I'm a bit unclear on the concept of optimal design of a data matrix $X$. I propose a small example to work through:
Suppose $\epsilon_i \sim N(0, \sigma^2)$ are i.i.d., and I have some experiment where we have
$$y_i = x_{1i}\beta_1 + x_{2i}\beta_2 + \epsilon_i,$$ and levels $x_{ij} \in \{-1, 0, 1\}$.

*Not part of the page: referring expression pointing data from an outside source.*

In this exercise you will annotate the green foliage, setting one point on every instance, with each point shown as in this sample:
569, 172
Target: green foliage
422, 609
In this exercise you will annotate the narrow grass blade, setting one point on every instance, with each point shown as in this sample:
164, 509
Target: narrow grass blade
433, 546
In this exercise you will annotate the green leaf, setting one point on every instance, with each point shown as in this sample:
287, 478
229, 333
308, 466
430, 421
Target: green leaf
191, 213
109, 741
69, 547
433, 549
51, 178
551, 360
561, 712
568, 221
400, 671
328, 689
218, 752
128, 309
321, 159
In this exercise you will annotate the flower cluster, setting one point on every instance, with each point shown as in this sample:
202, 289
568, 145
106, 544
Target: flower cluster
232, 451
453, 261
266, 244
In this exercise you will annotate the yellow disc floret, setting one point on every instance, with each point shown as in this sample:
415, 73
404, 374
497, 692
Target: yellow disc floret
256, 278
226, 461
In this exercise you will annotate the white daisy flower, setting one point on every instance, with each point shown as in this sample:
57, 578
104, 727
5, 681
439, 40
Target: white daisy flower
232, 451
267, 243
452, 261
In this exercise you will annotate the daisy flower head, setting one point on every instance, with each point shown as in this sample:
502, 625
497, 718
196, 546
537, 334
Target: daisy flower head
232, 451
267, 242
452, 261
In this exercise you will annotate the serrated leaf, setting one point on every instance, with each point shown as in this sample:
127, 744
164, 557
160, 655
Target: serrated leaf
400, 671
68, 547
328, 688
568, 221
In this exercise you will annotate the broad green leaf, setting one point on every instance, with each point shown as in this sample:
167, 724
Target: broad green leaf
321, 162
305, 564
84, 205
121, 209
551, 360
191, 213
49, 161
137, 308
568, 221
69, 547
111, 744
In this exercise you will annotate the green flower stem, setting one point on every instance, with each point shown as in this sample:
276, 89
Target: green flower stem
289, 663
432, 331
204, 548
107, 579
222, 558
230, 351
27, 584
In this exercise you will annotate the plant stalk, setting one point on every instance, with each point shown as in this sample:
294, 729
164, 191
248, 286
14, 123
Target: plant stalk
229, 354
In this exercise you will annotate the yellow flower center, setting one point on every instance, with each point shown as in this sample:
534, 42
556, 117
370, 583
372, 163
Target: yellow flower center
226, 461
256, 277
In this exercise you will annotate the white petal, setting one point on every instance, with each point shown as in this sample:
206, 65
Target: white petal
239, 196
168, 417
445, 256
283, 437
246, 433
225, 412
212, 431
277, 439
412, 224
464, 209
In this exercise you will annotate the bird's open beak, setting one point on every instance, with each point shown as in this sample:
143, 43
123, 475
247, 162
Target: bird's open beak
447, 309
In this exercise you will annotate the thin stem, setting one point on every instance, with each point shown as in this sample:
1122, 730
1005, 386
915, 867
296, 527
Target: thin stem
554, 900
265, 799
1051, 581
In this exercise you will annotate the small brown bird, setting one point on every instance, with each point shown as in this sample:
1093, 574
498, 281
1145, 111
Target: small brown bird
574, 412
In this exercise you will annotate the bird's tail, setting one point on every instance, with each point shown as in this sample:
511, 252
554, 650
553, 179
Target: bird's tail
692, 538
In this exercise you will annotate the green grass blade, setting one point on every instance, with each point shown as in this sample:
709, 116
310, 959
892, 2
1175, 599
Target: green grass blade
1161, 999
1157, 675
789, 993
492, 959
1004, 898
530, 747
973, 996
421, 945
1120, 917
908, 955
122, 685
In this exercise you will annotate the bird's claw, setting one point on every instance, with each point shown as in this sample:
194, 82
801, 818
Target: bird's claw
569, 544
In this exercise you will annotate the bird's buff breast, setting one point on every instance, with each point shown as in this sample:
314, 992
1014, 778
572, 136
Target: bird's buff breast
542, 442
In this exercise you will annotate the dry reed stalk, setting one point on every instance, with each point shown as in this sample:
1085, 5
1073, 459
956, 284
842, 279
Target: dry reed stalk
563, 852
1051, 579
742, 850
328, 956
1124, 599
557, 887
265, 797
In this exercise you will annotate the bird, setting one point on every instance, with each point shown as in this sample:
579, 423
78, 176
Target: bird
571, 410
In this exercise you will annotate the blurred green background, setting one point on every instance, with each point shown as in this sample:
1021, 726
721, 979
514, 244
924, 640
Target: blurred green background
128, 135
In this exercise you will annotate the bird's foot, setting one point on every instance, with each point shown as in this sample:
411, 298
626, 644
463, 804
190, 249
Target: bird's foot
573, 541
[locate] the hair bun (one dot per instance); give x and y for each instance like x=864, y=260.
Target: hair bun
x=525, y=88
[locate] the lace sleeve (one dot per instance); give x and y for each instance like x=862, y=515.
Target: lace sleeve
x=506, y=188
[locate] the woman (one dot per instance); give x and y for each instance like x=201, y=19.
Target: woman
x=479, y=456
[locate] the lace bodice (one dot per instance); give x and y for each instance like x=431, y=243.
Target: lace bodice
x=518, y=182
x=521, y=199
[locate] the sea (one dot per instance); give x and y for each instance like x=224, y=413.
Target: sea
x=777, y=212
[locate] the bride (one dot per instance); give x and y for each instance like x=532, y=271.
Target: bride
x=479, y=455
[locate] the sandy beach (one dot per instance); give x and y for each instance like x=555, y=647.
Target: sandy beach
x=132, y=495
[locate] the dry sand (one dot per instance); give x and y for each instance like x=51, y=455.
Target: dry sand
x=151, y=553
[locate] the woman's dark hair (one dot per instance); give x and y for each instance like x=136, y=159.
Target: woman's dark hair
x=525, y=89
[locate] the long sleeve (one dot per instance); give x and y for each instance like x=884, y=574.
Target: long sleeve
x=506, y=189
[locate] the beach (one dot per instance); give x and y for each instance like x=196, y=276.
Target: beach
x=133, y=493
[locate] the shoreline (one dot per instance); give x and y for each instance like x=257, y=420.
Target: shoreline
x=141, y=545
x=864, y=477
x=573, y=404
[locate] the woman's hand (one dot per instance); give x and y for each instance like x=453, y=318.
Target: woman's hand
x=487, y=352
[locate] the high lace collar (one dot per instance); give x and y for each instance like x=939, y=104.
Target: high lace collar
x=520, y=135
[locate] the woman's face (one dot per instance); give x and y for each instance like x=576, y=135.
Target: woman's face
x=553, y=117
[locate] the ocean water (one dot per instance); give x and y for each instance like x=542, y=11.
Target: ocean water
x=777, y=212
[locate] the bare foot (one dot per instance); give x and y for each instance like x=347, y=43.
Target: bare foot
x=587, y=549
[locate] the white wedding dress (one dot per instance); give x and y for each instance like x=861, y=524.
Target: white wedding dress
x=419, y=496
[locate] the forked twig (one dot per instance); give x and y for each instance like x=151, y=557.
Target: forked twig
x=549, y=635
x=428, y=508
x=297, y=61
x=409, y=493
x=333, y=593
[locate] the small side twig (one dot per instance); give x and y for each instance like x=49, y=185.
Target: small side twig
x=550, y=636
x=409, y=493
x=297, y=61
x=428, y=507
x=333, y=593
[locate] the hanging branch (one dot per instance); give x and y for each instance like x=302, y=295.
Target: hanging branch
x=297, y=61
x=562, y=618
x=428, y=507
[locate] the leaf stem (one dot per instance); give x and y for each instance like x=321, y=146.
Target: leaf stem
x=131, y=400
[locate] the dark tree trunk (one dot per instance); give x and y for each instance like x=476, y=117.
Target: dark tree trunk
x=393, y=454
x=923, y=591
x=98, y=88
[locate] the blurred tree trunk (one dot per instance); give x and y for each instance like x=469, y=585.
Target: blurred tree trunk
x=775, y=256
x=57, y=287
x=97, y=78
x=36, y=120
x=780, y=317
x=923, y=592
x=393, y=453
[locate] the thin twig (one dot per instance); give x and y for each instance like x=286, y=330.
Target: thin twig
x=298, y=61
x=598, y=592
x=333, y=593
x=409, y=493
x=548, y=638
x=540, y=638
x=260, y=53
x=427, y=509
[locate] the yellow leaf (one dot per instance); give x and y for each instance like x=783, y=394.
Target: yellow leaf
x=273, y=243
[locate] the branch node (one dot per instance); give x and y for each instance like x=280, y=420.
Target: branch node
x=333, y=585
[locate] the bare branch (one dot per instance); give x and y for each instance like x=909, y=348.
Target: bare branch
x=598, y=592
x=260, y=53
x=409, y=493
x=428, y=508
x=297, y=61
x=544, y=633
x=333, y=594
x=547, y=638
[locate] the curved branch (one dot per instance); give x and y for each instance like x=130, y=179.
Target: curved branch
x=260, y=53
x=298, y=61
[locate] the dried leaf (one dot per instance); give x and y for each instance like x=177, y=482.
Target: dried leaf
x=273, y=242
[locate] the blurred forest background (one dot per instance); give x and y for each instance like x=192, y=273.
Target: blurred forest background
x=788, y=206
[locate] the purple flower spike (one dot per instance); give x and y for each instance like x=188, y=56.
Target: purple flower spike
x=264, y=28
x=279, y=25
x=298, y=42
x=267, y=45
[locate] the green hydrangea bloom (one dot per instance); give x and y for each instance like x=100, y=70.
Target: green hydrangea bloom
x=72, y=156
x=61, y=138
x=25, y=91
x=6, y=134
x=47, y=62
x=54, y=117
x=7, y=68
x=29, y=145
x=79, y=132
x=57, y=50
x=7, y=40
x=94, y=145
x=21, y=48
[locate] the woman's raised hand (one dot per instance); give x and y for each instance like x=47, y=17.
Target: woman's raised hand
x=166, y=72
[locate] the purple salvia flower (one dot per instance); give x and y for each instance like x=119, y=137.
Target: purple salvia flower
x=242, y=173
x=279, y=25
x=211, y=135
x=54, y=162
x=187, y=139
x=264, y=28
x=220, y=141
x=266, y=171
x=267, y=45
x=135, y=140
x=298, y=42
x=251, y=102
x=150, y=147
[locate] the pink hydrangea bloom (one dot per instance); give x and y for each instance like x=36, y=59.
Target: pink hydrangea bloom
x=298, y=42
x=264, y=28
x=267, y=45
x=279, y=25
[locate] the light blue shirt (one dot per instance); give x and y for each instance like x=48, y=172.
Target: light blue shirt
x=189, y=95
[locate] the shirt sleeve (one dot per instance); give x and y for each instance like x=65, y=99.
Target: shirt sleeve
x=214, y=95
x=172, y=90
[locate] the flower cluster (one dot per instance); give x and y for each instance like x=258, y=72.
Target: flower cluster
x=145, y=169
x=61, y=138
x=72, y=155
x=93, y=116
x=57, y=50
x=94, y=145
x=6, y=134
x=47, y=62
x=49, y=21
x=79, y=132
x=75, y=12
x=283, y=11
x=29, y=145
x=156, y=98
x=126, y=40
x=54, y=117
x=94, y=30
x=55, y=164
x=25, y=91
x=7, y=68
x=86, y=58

Now, if I represent the above in matrix notation $(Y = X\beta)$, clearly the ols estimator is
$$\hat{\beta} = (X'X)^{-1}X'Y \quad\quad\text{and}\quad\quad \text{Var}(\hat{\beta}) = \sigma^2(X'X)^{-1}.$$
Question: In my toy example then we could use "D-optimality" where we would maximize, $\det\left(\frac{1}{\sigma^2}(X'X)\right)$, with respect to $x_{ij}$. So,
$$ \begin{align} \max_{x_{ij} \in \{-1, 0, 1\}} \det\left(\frac{1}{\sigma^2}(X'X)\right) &= \max_{x_{ij} \in \{-1, 0, 1\}}\frac{1}{\sigma^{4}}\det\left(X'X\right) \\ &= \frac{1}{\sigma^{4}}\max_{x_{ij} \in \{-1, 0, 1\}}\det\left(X'X\right) \\ &= \frac{1}{\sigma^{4}}\max_{x_{ij}\in \{-1, 0, 1\}} (x_{11}x_{22} - x_{12}x_{21}). \end{align} $$
So, the D-optimal $X$ is any such matrix where the determinant of the above is 2, which gives
$$X = \begin{pmatrix} 1 & -1 \\ 1 & 1\end{pmatrix} \quad\quad\text{or}\quad\quad X = \begin{pmatrix} 1 & 1 \\ -1 & 1\end{pmatrix}.$$
Is this correct? The intuitive idea of this at that we gain the most "info" with a design this way or?